Art: Ceramics by Izet

Başlık: 
Art: Ceramics by Izet 
Kaynak: 
Turkish-American News 
Tarih: 
1953-04-11 
Lokasyon: 
Rahşan Ecevit Arşivi 
Metin: 
Art:
Ceramics By İzzet

Bülend ECEVİT

By our Art Editor

A pitcher by Hakkı İzzet, representing a bird. It provides an example of the plain and graceful contours that the artist successfully uses in his works. Hakkı İzzet largely derives his inspiration from the Hittites, but a small number of his works bear the influence of Ottoman art, as in the vase pictured above.

During the Hittite, Greek and Roman eras, and, before the Hittites, during the lesser known, bronze age, Anatolia was a centre of sculpture.

This art had developed here in almost all directions : Religious, representational, abstract and utilitarian...

The Hittite period contains all these tendencies. Through the medium of ceramics, the Hittites had endowed representational sculpture with a utilitarian character, as one can see from the cups, decanters, jugs, and various other objects the purpose of which are not clear to us but which might become very handy in our day as ash trays or bowls.

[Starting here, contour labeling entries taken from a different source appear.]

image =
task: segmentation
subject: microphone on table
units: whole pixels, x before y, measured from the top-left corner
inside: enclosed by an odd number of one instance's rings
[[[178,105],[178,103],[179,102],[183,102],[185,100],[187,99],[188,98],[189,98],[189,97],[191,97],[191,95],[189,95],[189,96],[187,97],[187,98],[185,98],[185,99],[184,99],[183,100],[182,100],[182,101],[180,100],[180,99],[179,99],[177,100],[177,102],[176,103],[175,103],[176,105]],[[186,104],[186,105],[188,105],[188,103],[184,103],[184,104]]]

During the Hittite period, sculpture was highly stylized, simple and impressive lines dominating the figures in a way that stressed their earthliness.

When such a style is applied to earthenware it becomes even more impressive - it matches the material used in these wares, which is plain earth.

Hakkı İzzet, who is the Head of the Ceramics Department of the Institute of Chemical Crafts, and an authority on the ceramic art of Anatolia from its earliest days, has revived several of the characteristics of the Hittite ceramics and sculpture in his own works, which are now exhibited at the Helikon Gallery.

He has been very sucessful in developing, out of these characteristics, a style of his own which conforms with the general concept of modem art.

In his ceramics he sometimes carries simplification of lines even further than the Hittites. The animal figures represented in his pottery are stylized yet very expressive. Out of the plain and graceful contours of these works he achieves a sound harmony. His colours are also plain and grave.

These elements combine to give one the feeling that it is very short distance from Hakkı İzzet's highly developed art to earth, —and this illusion, I think, should be regarded as a test of success in ceramic art.

NOTE :

Hakkı İzzet’s exhibition of ceramics and sculpture, at the Helikon Gallery, 25 Mithat Paşa Street, is open till 19th April. Visiting hours : Sundays 10-19; Saturdays 14:19; week-days 16:19.